BGP FlowSpec

Danny McPherson danny at tcb.net
Mon May 2 16:25:34 UTC 2016



On 2016-05-02 09:16 AM, Martin Bacher wrote:

> I mainly agree on that. However, I have not found evidence of inter-AS
> S-RTBH deployments as of now. This would really require, at least in
> my understanding, a lot of hacks in order to implement it properly and
> avoid blackholing of the wrong traffic. BGP-FS is clearly doing a
> better job in that area. However, Tier 1s and most probably also some
> of the Tier 2s may not want to offer it to customers because they are
> loosing money if less traffic is sent downstream on IP-Transit links.

While possibly true in an small number of circumstance, I think that's a 
fairly naive view of the issue.  That said, preventing collateral damage 
on the trajectory towards network egress was one of the primary drivers 
for destination-based RTBH (sacrifice the target to save the lot).


> Great.

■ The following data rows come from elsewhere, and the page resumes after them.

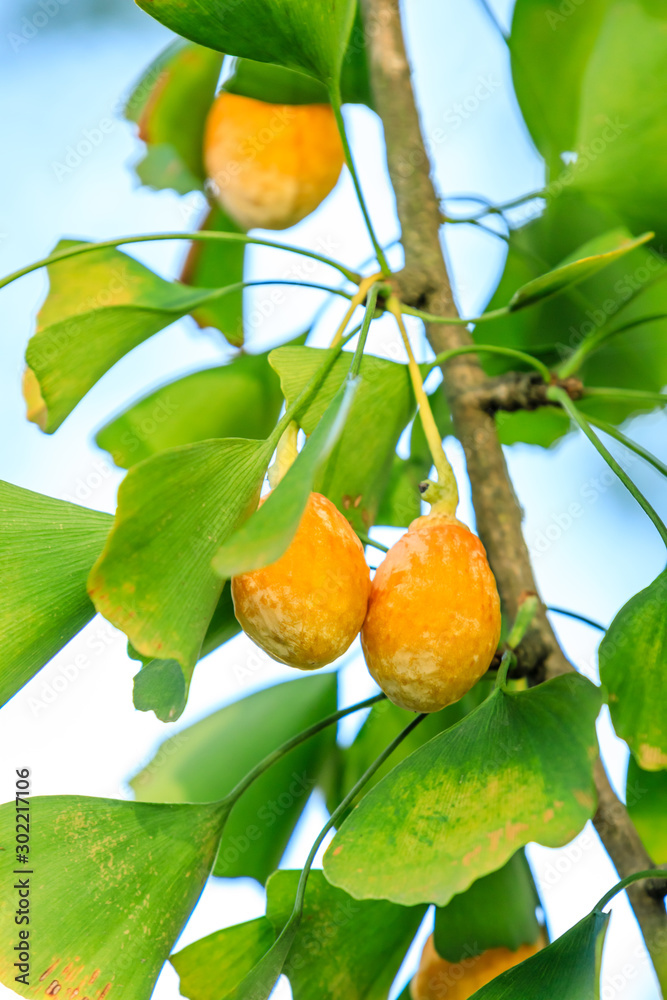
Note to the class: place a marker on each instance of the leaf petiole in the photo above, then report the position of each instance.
(559, 395)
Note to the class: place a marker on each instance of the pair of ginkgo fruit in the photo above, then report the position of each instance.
(430, 618)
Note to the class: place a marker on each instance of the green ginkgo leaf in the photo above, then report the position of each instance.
(154, 579)
(170, 104)
(47, 547)
(633, 666)
(105, 299)
(574, 271)
(497, 911)
(205, 761)
(268, 533)
(517, 769)
(359, 470)
(568, 968)
(306, 35)
(126, 874)
(211, 967)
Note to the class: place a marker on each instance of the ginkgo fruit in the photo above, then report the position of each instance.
(438, 979)
(306, 608)
(433, 621)
(271, 164)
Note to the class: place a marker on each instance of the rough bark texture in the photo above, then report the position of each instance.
(424, 283)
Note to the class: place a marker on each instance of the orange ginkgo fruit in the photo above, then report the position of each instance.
(271, 164)
(438, 979)
(306, 608)
(433, 621)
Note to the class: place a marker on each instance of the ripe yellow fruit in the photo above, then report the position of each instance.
(433, 621)
(271, 164)
(306, 609)
(437, 979)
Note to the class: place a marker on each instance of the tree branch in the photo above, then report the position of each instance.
(425, 282)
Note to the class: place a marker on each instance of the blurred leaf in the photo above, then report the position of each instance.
(268, 533)
(646, 799)
(631, 287)
(160, 685)
(569, 967)
(518, 768)
(357, 474)
(265, 81)
(633, 667)
(241, 398)
(205, 761)
(170, 104)
(154, 579)
(497, 911)
(550, 52)
(105, 299)
(584, 90)
(305, 35)
(344, 949)
(47, 547)
(590, 259)
(214, 965)
(126, 872)
(205, 262)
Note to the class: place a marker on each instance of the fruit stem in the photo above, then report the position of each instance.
(357, 299)
(286, 454)
(559, 395)
(335, 98)
(295, 741)
(443, 495)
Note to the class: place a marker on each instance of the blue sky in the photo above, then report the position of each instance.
(66, 77)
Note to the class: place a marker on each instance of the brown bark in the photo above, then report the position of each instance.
(424, 283)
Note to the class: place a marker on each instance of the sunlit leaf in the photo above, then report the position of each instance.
(170, 104)
(569, 967)
(206, 261)
(205, 761)
(100, 306)
(154, 579)
(160, 684)
(517, 769)
(209, 968)
(242, 398)
(497, 911)
(344, 949)
(633, 666)
(47, 547)
(646, 800)
(358, 472)
(126, 874)
(306, 35)
(573, 272)
(268, 533)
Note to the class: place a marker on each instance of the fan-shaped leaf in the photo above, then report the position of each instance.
(518, 768)
(126, 874)
(633, 666)
(47, 547)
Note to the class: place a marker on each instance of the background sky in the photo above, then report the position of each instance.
(65, 65)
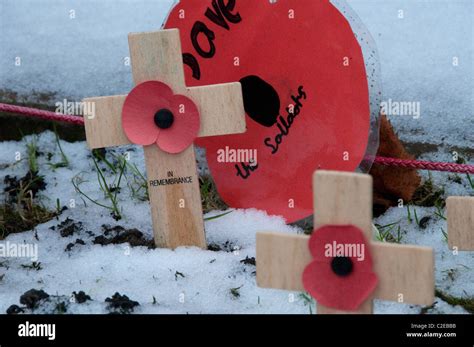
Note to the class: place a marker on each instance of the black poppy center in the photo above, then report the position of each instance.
(342, 266)
(164, 118)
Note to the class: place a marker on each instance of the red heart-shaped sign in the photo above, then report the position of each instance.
(305, 94)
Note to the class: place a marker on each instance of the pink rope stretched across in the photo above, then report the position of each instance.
(406, 163)
(48, 115)
(425, 165)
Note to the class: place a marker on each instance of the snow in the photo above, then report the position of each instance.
(146, 275)
(84, 56)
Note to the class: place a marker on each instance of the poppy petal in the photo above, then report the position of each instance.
(342, 293)
(185, 127)
(139, 109)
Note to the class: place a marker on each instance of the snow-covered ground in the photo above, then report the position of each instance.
(184, 280)
(84, 56)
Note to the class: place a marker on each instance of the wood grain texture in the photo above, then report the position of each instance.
(105, 129)
(346, 198)
(175, 224)
(281, 259)
(341, 198)
(401, 269)
(221, 107)
(157, 56)
(406, 270)
(460, 216)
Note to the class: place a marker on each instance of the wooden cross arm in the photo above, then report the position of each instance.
(157, 56)
(460, 215)
(221, 106)
(406, 270)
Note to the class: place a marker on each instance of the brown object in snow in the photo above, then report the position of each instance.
(392, 183)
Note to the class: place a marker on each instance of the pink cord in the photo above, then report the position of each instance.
(406, 163)
(425, 165)
(48, 115)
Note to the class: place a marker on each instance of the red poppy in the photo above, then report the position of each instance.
(340, 276)
(153, 114)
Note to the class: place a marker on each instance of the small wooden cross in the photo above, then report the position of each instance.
(405, 273)
(157, 56)
(460, 216)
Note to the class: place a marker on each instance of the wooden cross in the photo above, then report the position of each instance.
(157, 56)
(460, 216)
(405, 273)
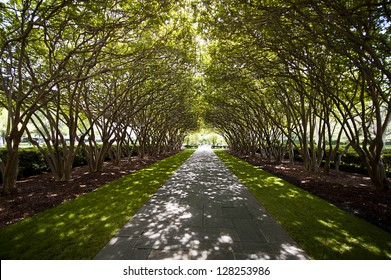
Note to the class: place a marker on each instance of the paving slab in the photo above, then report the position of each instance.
(202, 212)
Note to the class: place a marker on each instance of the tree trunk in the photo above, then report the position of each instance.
(10, 173)
(378, 176)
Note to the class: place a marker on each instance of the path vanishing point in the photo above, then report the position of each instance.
(202, 212)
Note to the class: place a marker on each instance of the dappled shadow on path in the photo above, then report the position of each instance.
(202, 212)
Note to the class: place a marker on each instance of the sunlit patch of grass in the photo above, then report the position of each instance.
(79, 228)
(321, 229)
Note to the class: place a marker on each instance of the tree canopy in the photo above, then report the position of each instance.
(270, 76)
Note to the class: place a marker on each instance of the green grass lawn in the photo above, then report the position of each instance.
(321, 229)
(80, 228)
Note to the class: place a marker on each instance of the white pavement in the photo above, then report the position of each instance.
(202, 212)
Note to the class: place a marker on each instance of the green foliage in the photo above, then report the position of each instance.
(321, 229)
(79, 228)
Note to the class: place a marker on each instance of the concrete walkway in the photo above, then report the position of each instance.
(202, 212)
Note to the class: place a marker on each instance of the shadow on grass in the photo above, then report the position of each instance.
(321, 229)
(80, 228)
(201, 213)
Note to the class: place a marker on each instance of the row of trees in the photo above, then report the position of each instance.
(88, 74)
(301, 73)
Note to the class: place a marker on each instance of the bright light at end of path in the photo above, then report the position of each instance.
(205, 147)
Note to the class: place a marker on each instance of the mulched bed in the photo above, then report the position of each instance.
(350, 192)
(39, 193)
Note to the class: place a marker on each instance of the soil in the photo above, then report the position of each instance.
(39, 193)
(349, 191)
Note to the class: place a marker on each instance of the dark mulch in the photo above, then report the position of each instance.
(350, 192)
(38, 193)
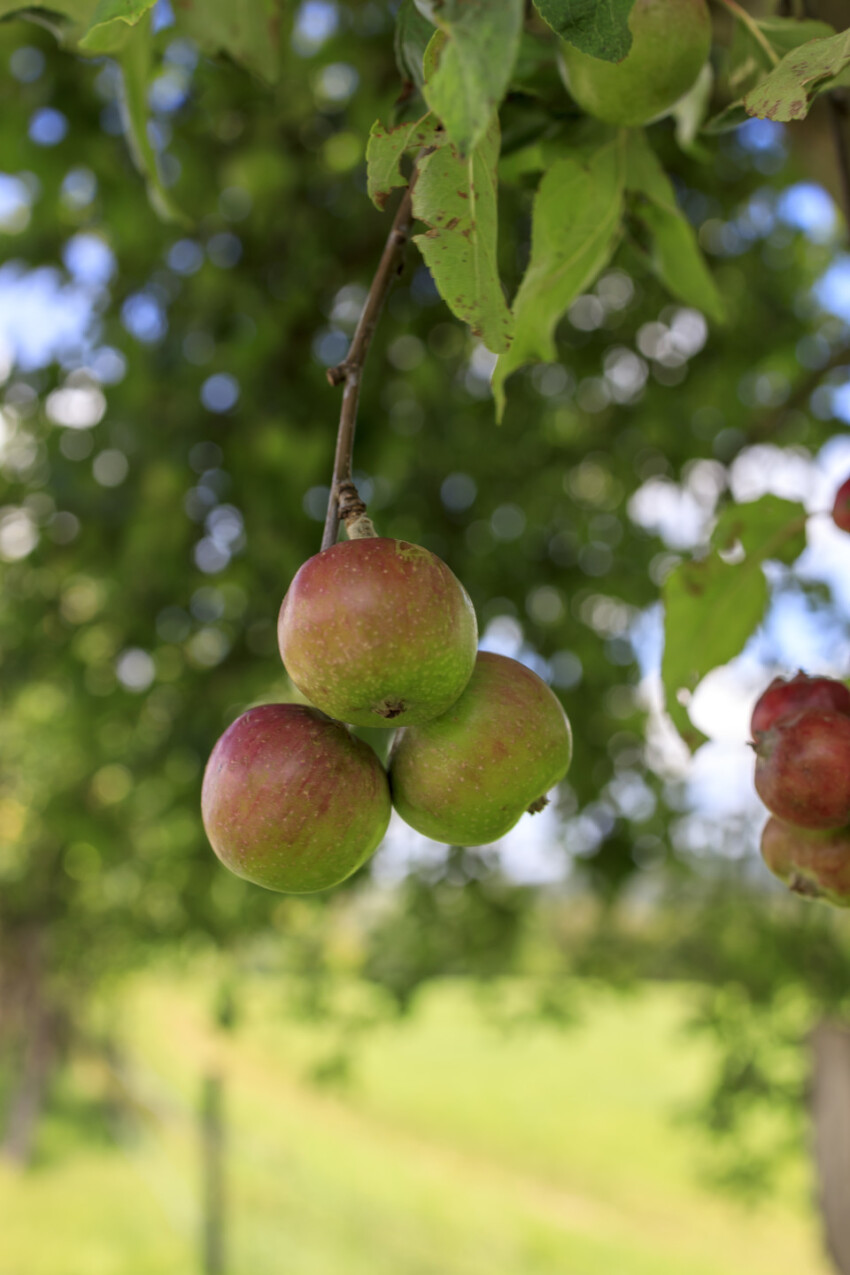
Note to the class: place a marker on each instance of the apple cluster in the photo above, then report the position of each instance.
(380, 633)
(800, 731)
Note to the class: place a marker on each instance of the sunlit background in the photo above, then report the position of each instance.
(583, 1048)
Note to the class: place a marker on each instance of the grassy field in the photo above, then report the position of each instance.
(456, 1149)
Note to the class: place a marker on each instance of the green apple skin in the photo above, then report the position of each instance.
(292, 801)
(670, 43)
(377, 633)
(813, 865)
(467, 777)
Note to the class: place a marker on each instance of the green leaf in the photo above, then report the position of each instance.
(386, 147)
(771, 527)
(674, 255)
(110, 22)
(788, 33)
(455, 195)
(713, 607)
(597, 27)
(247, 31)
(475, 64)
(134, 61)
(412, 35)
(65, 19)
(575, 227)
(748, 63)
(691, 110)
(786, 93)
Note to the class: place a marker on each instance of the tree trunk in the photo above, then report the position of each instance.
(212, 1125)
(831, 1121)
(35, 1027)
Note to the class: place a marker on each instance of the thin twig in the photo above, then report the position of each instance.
(839, 140)
(753, 28)
(772, 421)
(351, 371)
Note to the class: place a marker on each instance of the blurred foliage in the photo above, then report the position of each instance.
(163, 463)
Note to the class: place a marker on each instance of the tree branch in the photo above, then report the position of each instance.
(753, 28)
(771, 422)
(344, 501)
(836, 124)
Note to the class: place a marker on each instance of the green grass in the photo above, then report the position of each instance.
(458, 1150)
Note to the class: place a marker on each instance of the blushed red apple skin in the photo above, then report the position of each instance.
(292, 801)
(841, 506)
(377, 633)
(785, 698)
(803, 769)
(467, 777)
(814, 865)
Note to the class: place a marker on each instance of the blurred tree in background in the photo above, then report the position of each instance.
(166, 444)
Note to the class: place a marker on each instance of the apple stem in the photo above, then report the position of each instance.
(344, 499)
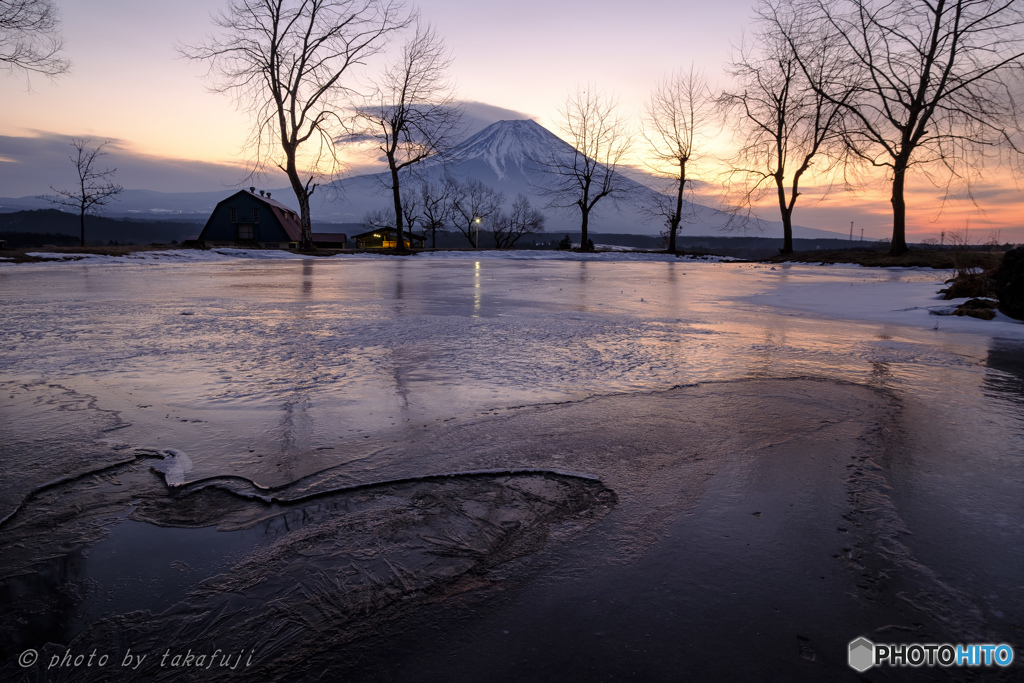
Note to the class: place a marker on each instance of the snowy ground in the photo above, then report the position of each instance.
(532, 454)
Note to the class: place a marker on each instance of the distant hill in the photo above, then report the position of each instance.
(504, 156)
(98, 229)
(22, 225)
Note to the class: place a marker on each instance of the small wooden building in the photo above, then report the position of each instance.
(248, 219)
(387, 238)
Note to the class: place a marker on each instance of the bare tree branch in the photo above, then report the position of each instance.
(285, 62)
(30, 41)
(472, 204)
(600, 140)
(522, 220)
(932, 81)
(413, 115)
(94, 186)
(677, 120)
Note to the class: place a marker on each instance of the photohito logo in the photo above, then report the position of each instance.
(864, 654)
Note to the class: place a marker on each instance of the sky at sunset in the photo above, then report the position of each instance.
(129, 85)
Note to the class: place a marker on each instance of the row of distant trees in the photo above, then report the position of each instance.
(833, 89)
(462, 207)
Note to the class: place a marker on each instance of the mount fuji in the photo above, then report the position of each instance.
(508, 156)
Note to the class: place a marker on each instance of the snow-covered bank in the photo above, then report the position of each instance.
(898, 296)
(225, 254)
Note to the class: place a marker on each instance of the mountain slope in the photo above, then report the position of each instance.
(508, 156)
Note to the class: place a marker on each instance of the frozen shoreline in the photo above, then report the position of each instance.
(811, 463)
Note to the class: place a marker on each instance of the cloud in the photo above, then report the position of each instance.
(32, 164)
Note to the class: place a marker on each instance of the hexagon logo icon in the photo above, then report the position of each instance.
(861, 654)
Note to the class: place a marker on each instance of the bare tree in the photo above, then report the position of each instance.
(285, 61)
(30, 41)
(785, 125)
(472, 204)
(600, 140)
(933, 81)
(94, 186)
(385, 218)
(677, 120)
(435, 203)
(523, 219)
(413, 115)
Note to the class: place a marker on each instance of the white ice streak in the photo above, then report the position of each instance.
(174, 466)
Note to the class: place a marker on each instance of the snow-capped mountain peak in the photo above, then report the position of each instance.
(505, 144)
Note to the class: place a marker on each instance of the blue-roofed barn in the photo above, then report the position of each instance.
(249, 219)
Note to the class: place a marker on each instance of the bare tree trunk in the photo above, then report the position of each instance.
(304, 221)
(899, 209)
(678, 215)
(399, 244)
(301, 195)
(583, 229)
(786, 212)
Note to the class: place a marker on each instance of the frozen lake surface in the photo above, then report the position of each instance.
(474, 467)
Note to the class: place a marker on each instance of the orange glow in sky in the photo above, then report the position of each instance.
(129, 84)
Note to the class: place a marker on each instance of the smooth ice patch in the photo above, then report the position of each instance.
(174, 466)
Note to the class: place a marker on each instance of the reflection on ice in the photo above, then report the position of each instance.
(306, 410)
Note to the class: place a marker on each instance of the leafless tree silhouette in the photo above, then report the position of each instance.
(30, 41)
(435, 203)
(472, 204)
(523, 219)
(678, 119)
(785, 125)
(413, 115)
(287, 61)
(600, 140)
(94, 186)
(932, 81)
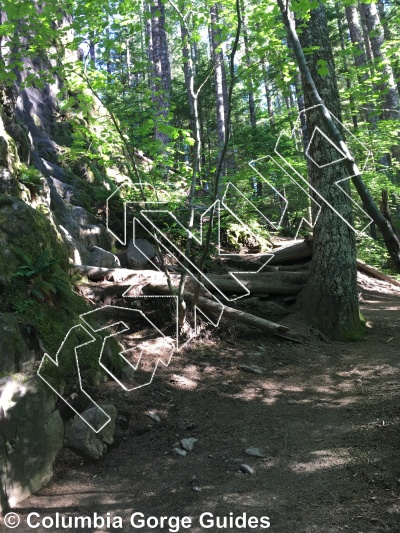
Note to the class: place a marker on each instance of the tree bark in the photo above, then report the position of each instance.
(160, 68)
(331, 299)
(391, 241)
(388, 86)
(252, 106)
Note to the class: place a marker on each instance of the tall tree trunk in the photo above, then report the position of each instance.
(353, 110)
(331, 298)
(161, 71)
(252, 106)
(388, 37)
(388, 86)
(219, 67)
(389, 235)
(188, 73)
(268, 96)
(363, 19)
(360, 57)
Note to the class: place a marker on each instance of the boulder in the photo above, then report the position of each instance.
(139, 253)
(65, 190)
(31, 435)
(79, 436)
(102, 258)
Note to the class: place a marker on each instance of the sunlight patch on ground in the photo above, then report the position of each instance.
(182, 382)
(323, 460)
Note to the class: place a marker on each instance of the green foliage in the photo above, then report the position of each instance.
(44, 283)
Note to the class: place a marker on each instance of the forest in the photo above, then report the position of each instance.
(199, 265)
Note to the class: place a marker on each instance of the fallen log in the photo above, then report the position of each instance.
(287, 283)
(295, 252)
(235, 315)
(119, 274)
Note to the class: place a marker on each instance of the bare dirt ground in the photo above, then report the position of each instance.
(325, 415)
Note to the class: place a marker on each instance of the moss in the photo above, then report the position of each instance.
(26, 232)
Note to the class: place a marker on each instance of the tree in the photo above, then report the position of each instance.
(331, 298)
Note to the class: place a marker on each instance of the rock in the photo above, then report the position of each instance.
(252, 368)
(64, 190)
(102, 258)
(31, 435)
(77, 253)
(180, 452)
(154, 417)
(187, 444)
(93, 235)
(254, 452)
(81, 216)
(79, 436)
(140, 252)
(246, 469)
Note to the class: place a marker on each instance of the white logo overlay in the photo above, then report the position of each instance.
(105, 322)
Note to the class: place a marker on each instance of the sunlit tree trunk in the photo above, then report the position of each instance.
(160, 71)
(331, 299)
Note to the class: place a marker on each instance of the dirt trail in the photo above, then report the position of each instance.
(326, 416)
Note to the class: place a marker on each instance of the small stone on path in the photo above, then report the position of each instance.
(246, 469)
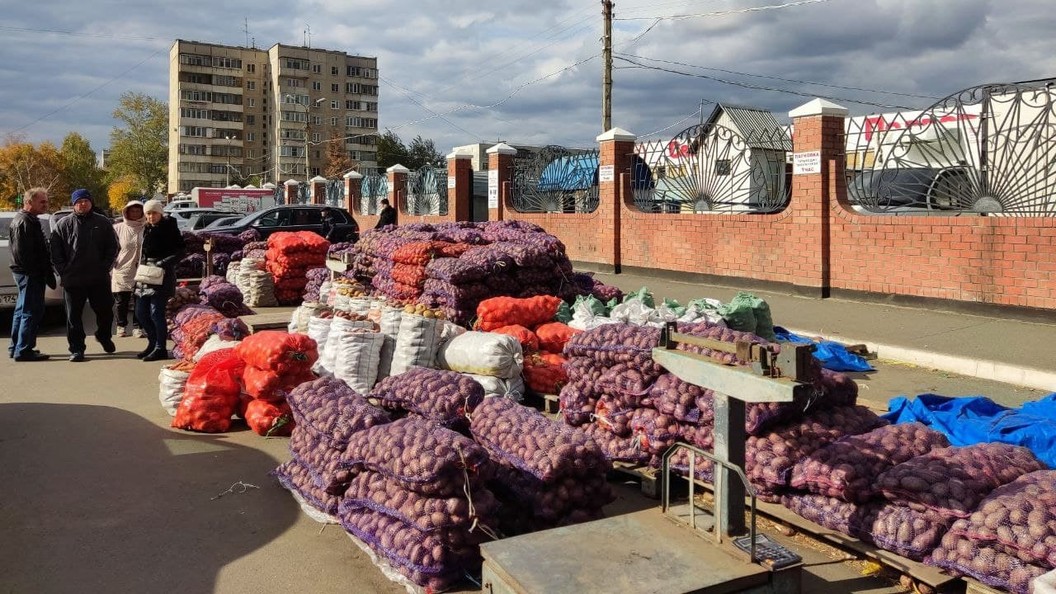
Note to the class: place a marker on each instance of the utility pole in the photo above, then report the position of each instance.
(606, 98)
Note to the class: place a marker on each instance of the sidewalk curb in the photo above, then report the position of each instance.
(996, 371)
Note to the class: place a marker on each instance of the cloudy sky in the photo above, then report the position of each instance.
(462, 72)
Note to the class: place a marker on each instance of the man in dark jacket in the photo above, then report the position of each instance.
(83, 251)
(32, 268)
(388, 215)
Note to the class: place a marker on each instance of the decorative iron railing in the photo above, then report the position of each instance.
(985, 150)
(555, 180)
(427, 192)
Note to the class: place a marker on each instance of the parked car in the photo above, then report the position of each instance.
(223, 222)
(183, 216)
(199, 221)
(8, 291)
(294, 218)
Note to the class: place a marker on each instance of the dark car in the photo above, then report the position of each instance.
(294, 218)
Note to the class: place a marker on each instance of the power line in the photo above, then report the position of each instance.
(844, 88)
(731, 12)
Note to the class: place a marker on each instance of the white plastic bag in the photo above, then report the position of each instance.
(389, 326)
(357, 357)
(416, 344)
(171, 388)
(513, 388)
(483, 353)
(213, 344)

Thanks for sharing that. One must just make sure that the tools
> are used properly. High volume attacks can easily mitigated in many
> cases with BGP-FS while while other attacks like low bandwidth TCP
> attacks will have to be mitigated by scrubbing centers.

Even some of those can be mitigated with network and transport layer 
controls, but certainly, there are places where you need application 
layer "scrubbing".

> @SDN/NFV: I am not so sure if this will really help or make things
> just more complicated. I have just been told that people are working
> on netconf/yang solutions for ACL deployments, which may again only
> work for intra-AS deployments. But your comment is going, at least in
> my understand, beyond ACL deployments, right? Could you please
> elaborate a bit further on that.

All these techniques (from ACLs to BGP* to SDN) are all effectively 
about programming the forwarding path, albeit with more and more 
granularity, it's just a matter of where and what the management/control 
plane is.  I agree with your intra-AS comment.